South Carolina AIDS Drug Assistance Program ADAP is yet another state initiative to facilitate the HIV-positive patients belonging to low-income groups who cannot afford the medication and treatment costs. The program is further split into three parts known as the Direct Drug Dispensing program, Insurance Assistance Program, and Medicare Assistance Program. The kind of service received depends on the type of program the patient is enrolled in.

Health Resources and Service Administration, HRSA's program known as Ryan White HIV/AIDS program has been successfully operational in almost all country states for the last thirty years. Ryan White HIV/AIDS program is a federal government-funded project that provides funds to state bodies to provide medication, treatment, and other critical services to people living with HIV. State-based organizations use these funds to ensure outpatient, medication, early intervention, and health insurance services to those in need. This program also funds initiatives like food banks, transportation to and from the health cue centers, financial assistance programs, and various mental health services for HIV patients.

HIV Rates and Trends in South Carolina

White Americans are present in the majority in the state, making up 68.8 % of the entire population, followed by Black Americans (27%). Hispanic and Latin (6%) and Asians (1.8%) are also a part of the population.

There was a slight increase in the number of newly diagnosed cases during the last few years. In 2015 as per the CDC reports, the total numbers of newly diagnosed cases in the state were 694. During the year 2018, 17,405 people lived with HIV in South Carolina, of which 715 people were newly diagnosed with the virus.

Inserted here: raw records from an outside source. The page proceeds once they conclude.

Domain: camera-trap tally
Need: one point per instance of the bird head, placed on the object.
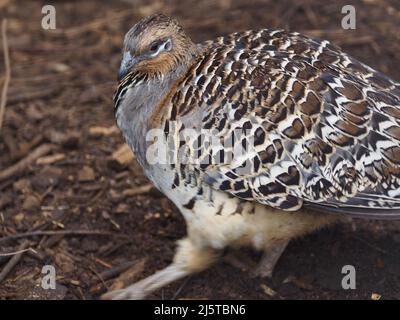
(155, 46)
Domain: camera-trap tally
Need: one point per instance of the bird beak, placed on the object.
(126, 65)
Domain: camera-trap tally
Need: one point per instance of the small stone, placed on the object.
(31, 202)
(122, 208)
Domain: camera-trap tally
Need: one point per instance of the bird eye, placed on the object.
(154, 47)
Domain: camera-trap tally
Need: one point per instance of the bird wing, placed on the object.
(306, 124)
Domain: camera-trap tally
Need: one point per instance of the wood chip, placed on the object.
(376, 296)
(50, 159)
(267, 290)
(129, 276)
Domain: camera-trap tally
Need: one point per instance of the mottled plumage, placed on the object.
(320, 130)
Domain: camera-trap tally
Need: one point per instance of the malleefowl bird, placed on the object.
(257, 137)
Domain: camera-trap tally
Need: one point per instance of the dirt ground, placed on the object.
(59, 127)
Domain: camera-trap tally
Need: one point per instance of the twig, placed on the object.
(138, 190)
(22, 164)
(8, 71)
(13, 261)
(115, 271)
(55, 232)
(17, 252)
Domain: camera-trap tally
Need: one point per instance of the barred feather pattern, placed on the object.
(326, 128)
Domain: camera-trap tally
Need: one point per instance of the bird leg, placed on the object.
(188, 259)
(269, 260)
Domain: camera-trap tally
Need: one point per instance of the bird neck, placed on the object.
(136, 101)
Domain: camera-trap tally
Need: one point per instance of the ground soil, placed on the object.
(61, 90)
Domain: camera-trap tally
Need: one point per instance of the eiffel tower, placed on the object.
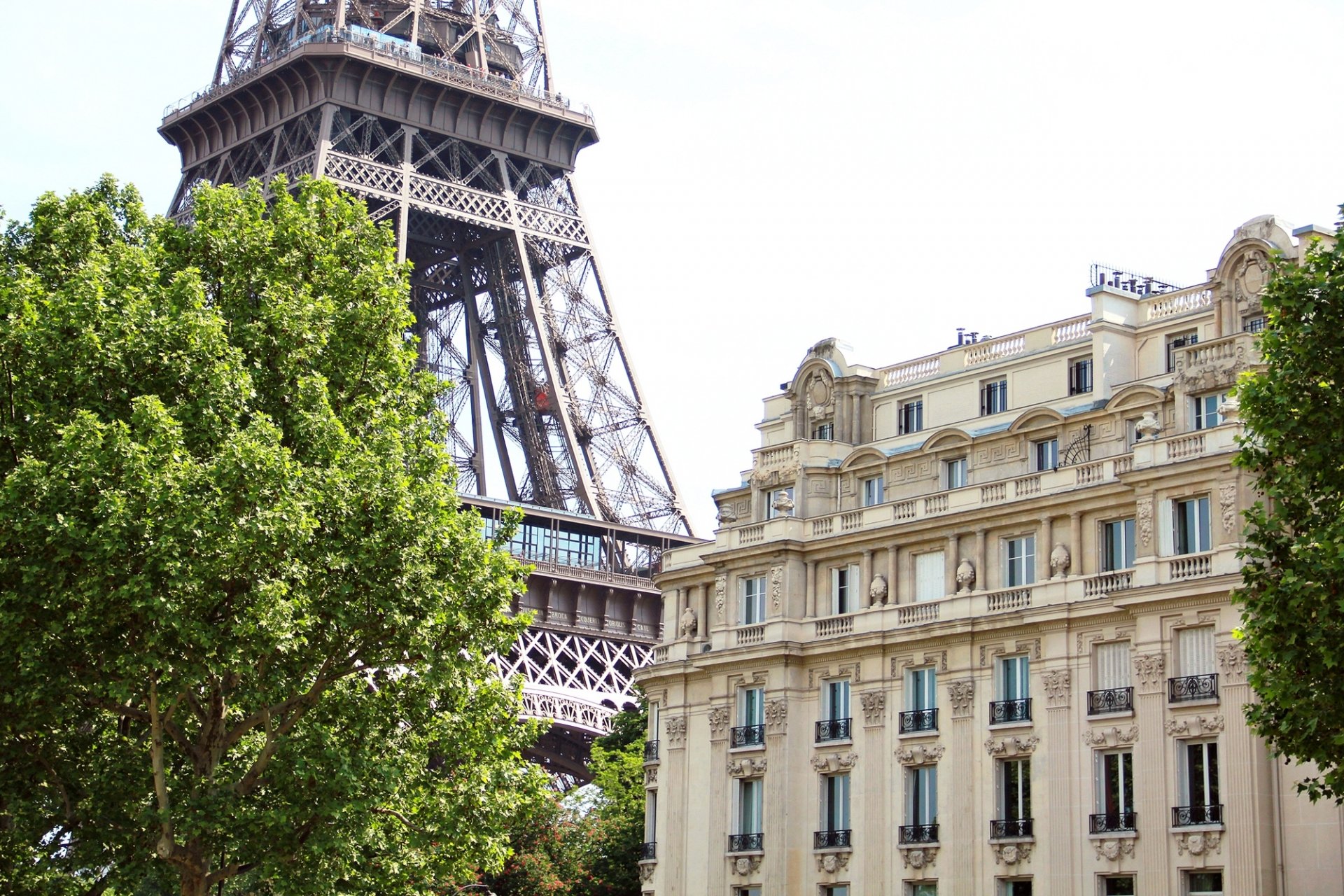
(442, 117)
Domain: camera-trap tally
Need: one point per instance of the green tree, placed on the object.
(245, 622)
(1294, 594)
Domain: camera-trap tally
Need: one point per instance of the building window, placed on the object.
(1046, 454)
(835, 711)
(1114, 792)
(1117, 545)
(1014, 799)
(921, 806)
(921, 701)
(1191, 526)
(930, 577)
(1079, 377)
(1175, 344)
(1198, 769)
(993, 398)
(1203, 883)
(1205, 412)
(1110, 680)
(1021, 562)
(874, 492)
(911, 416)
(752, 603)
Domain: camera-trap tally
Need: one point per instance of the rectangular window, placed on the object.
(1117, 545)
(874, 492)
(911, 416)
(1205, 412)
(1079, 377)
(993, 398)
(1021, 562)
(1191, 526)
(1175, 344)
(955, 473)
(844, 590)
(753, 601)
(930, 577)
(1046, 454)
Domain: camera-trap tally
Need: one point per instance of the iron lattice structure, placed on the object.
(442, 117)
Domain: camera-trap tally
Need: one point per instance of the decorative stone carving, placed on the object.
(921, 754)
(746, 766)
(961, 694)
(718, 722)
(1011, 853)
(743, 865)
(1227, 505)
(1148, 428)
(874, 707)
(1194, 727)
(1199, 844)
(676, 731)
(1145, 520)
(1059, 562)
(1113, 849)
(1231, 662)
(687, 626)
(1151, 669)
(1011, 746)
(776, 716)
(831, 862)
(1057, 682)
(965, 577)
(920, 858)
(1112, 736)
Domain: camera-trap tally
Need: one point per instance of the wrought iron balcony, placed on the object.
(746, 843)
(1002, 828)
(918, 833)
(1187, 816)
(1007, 711)
(1193, 688)
(834, 729)
(1109, 822)
(1110, 700)
(831, 839)
(918, 720)
(746, 736)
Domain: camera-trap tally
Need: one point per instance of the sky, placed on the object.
(774, 174)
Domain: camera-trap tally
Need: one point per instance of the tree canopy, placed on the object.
(1294, 596)
(245, 624)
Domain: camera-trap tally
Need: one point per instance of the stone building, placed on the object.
(965, 625)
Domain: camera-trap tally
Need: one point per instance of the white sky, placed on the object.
(773, 174)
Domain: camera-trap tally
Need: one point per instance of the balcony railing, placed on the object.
(1187, 816)
(746, 736)
(834, 729)
(1193, 688)
(746, 843)
(1008, 711)
(1002, 828)
(1109, 822)
(1110, 700)
(918, 720)
(831, 839)
(918, 833)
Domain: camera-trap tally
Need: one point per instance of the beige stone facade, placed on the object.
(965, 625)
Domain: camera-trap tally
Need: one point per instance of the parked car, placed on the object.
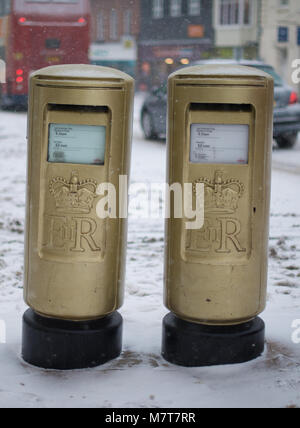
(286, 111)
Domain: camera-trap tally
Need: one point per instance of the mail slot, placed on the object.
(220, 137)
(79, 138)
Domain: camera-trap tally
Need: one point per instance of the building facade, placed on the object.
(173, 33)
(237, 30)
(115, 28)
(280, 35)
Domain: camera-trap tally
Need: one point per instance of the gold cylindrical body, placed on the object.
(75, 260)
(218, 275)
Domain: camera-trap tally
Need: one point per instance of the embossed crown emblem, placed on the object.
(73, 196)
(221, 196)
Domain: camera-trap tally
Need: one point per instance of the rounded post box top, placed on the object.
(81, 72)
(221, 71)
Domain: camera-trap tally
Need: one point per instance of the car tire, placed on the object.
(287, 141)
(148, 127)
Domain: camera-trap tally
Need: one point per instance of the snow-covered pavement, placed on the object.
(140, 377)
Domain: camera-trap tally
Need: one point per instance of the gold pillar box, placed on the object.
(79, 137)
(220, 136)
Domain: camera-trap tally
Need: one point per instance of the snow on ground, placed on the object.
(140, 377)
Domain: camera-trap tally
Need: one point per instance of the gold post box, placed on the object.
(79, 132)
(219, 136)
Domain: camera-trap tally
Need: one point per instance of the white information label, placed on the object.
(219, 144)
(78, 144)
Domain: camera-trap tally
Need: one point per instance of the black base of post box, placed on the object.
(196, 345)
(67, 345)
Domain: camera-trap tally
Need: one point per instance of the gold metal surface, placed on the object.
(75, 261)
(218, 275)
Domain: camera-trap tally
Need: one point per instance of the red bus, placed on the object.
(40, 33)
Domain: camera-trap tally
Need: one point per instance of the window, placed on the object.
(235, 12)
(247, 12)
(194, 7)
(284, 3)
(114, 35)
(100, 27)
(158, 9)
(175, 8)
(127, 22)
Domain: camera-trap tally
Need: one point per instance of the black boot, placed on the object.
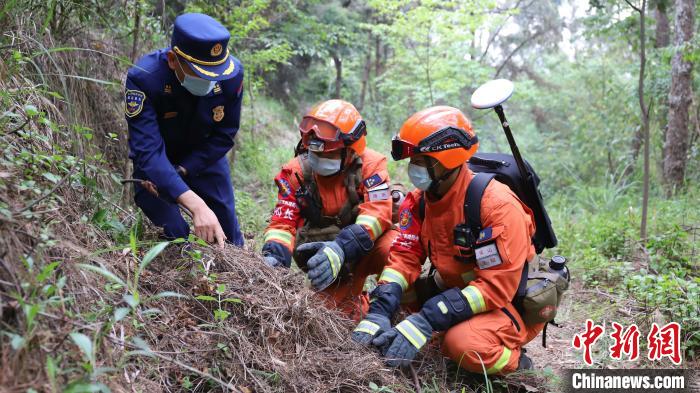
(525, 363)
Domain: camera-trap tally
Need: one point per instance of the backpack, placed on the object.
(541, 287)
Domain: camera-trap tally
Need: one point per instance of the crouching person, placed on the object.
(473, 307)
(333, 213)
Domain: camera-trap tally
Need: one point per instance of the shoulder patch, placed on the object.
(133, 102)
(372, 181)
(405, 219)
(485, 235)
(284, 188)
(218, 113)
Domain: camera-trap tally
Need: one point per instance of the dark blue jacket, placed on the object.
(168, 126)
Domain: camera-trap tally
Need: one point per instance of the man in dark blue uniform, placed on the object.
(183, 107)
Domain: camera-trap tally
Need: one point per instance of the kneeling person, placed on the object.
(483, 330)
(333, 213)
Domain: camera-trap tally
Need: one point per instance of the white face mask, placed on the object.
(324, 166)
(419, 176)
(197, 86)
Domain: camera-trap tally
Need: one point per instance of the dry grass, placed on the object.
(278, 338)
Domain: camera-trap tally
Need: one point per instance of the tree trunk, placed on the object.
(365, 73)
(663, 29)
(679, 99)
(645, 121)
(663, 39)
(644, 109)
(377, 57)
(135, 31)
(338, 73)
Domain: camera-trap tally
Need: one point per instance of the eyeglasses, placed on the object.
(444, 139)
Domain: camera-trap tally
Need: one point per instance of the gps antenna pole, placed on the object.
(511, 141)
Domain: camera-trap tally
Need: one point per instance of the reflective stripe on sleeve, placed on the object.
(412, 333)
(370, 222)
(279, 235)
(468, 277)
(392, 275)
(501, 362)
(475, 299)
(368, 327)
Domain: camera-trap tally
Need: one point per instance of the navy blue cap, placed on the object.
(203, 42)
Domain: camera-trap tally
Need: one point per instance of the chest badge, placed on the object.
(133, 102)
(218, 113)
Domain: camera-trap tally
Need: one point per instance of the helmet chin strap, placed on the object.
(436, 183)
(343, 157)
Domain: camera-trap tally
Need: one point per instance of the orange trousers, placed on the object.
(347, 295)
(489, 341)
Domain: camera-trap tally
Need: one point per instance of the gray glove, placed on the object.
(272, 261)
(372, 326)
(325, 265)
(401, 344)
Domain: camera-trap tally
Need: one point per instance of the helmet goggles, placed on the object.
(444, 139)
(333, 138)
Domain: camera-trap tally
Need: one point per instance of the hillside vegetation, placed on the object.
(92, 300)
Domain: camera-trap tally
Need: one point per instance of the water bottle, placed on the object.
(557, 264)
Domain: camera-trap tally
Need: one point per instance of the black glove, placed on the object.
(273, 251)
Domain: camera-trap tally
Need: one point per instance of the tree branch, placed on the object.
(634, 7)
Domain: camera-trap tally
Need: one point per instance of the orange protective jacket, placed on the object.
(506, 221)
(374, 210)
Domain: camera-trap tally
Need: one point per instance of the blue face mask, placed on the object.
(323, 166)
(197, 86)
(419, 176)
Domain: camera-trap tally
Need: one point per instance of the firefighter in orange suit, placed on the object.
(333, 213)
(482, 329)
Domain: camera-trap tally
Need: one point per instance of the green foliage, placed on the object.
(605, 255)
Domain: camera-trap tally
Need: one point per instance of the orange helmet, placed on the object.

Age, Gender and Ethnic Disparities

According to the AIDSvu’s HIV statistics report, in 2018, 17,405 people lived with HIV in South Carolina, of which 715 people were diagnosed during the same year. The rate of people living with HIV per 100,000 population in the year 2018 was 406. According to HIV/AIDS report 2018, 71 % of males and 29 % females were affected by the virus.

Black Americans make up 27% of the entire population, but they remain the biggest ethnic groups affected by HIV. 67.8% of the Black Americans, 23.5% of the White Americans, and 5.5 % of the Hispanic population made up the entire HIV positive population.

As per the same report, HIV was contracted more by individuals belonging to the age group 55 years and above. 27.7% of people living with HIV were 45 to 54 years, while 17.9% belonged to 25 to 34 years. Adolescents and young adults, 13 to 24 years of age, made 20.7% of the HIV-positive population.

The report also indicates that male patients' primary mode of transmission is gay or male-to-male sexual contact. 7.6% of the total reported cases were due to injection or drug use, while 14.9% of the male patients contracted the virus due to heterosexual contact. In females mode of transmission was mainly due to heterosexual contact (83%) and drug & injection use (14.5%).

HIV-related mortalities in the state of South Carolina during the year 2018 were 206. Of the total mortalities, 66% were males, while 34% were females. Similarly, as Black Americans were disproportionately affected by the virus, the number of mortalities of Black Americans was 65.5%, while White Americans made up 24.3% of the total number of mortalities.